Friday 13 April 2018

What's in that wheelbarrow?



This week's Sepia Saturday prompt reminds me of the old song about Molly Malone, who "wheeled her wheelbarrow, through streets broad and narrow, crying cockles and mussels, alive alive O! " Other Sepians may very well have already referred to this, and I really don't have anything comparable, but I did find a few wheelbarrows wandering through family albums old and new.


This first photo shows my brother and sister in the garden in the early 1960s. It looks like that's a load of leaves that my sister is perching on. Our Dad was a very keen gardener.

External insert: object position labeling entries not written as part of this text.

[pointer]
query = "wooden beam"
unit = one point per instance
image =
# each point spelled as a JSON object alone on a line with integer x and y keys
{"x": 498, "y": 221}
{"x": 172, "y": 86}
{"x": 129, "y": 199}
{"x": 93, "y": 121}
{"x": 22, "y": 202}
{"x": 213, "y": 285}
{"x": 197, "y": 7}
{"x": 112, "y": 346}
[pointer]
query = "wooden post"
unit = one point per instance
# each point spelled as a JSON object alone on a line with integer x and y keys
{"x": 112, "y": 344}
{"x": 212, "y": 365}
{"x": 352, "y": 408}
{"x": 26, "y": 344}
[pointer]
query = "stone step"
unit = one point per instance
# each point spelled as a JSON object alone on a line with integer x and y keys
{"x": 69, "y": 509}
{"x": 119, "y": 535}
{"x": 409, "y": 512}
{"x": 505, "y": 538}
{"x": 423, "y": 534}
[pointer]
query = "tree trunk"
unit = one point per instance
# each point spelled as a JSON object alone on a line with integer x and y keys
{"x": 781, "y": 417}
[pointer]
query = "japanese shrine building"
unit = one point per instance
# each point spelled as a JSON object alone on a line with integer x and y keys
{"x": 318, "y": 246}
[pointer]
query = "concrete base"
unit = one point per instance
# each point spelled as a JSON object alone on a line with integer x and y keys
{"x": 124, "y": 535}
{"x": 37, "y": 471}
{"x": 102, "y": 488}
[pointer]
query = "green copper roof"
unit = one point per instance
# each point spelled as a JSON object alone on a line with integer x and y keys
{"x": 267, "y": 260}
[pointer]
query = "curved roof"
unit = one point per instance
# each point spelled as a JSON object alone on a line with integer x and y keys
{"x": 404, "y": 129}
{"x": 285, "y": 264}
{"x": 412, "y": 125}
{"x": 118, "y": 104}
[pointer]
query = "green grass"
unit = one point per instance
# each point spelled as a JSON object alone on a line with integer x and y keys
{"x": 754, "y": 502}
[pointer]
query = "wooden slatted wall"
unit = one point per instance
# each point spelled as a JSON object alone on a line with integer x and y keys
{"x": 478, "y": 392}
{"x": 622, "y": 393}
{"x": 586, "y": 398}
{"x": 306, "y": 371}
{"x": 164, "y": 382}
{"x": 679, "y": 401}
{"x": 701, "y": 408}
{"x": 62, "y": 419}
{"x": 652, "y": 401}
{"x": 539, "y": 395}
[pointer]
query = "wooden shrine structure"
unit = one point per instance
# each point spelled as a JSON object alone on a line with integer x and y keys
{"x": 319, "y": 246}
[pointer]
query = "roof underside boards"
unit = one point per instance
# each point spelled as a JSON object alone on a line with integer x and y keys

Fast forward about twenty years and above  you see our older son on Christmas Day with the wheel barrow and a load of other gifts he had received for Christmas. In the next photo he's trying it out in the garden with his Dad.


It's still popular a bit later, although again there's nothing actually in it. It was made of solid pine and I wish we still had it for visiting grandchildren, but of course you can't keep everything.


Below are our English grandchildren recently with their Dad's wheelbarrow, supposedly looking for worms, but it was at Easter time and I think an egg hunt may have also been happening in the back garden at the time.


And where do old wheelbarrows go when they are retired? They still have their uses, as you can see below.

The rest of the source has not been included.